I have a interface say VegetableCreation
with a method:
public void writeVeggieDataIntoFile();
and two different class called Apple
and Mango
that implement VegetableCreation
.
And there is a factory class VegetableFactory
with a create()
method:
public class VegetableFactory {
public VegetableCreation create(String arg0) {
if (arg0.equals("Apple"))
return new Apple();
else if (arg0.equals("Mango")
return new Mango();
else {
// create and return both apple and mango by spawning two different threads
// so that the writeVeggieDataIntoFile(); gets invoked concurrently
// for both apple and mango and two different file is created
}
}
}
What I'm basically trying to achieve here is that when I call the VegetableFactory
class's create()
method from a client class's main()
method and pass any string value other than "Apple"
or "Mango"
as a run time argument.

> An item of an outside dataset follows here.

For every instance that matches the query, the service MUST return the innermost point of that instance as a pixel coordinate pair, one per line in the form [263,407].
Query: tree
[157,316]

I want two different threads to work on each Apple
and Mango
object and work concurrently on each writeVeggieDataIntoFile()
method.
Any suggestion on design strategy / or which concurrent APIs to use etc. would be highly appreciated.
P.S.: I should be calling it fruit** and not vegetable*
Look into the Composite pattern, and then build a CompositeVegetable which when told to "do it's thing" launches two threads, one which does one thing, the other doing the other thing.
public class BothVegetable implements Vegetable {
public void writeVeggieDataInfoFile() {
Thread thread1 = new Thread(new AppleRunnable());
Thread thread2 = new Thread(new MangoRunnable());
thread1.start();
thread2.start();
thread1.join();
thread2.join();
}
}
// and in your factory
return new CompositeVegetable();
PS. Your vegetables look like fruits to me!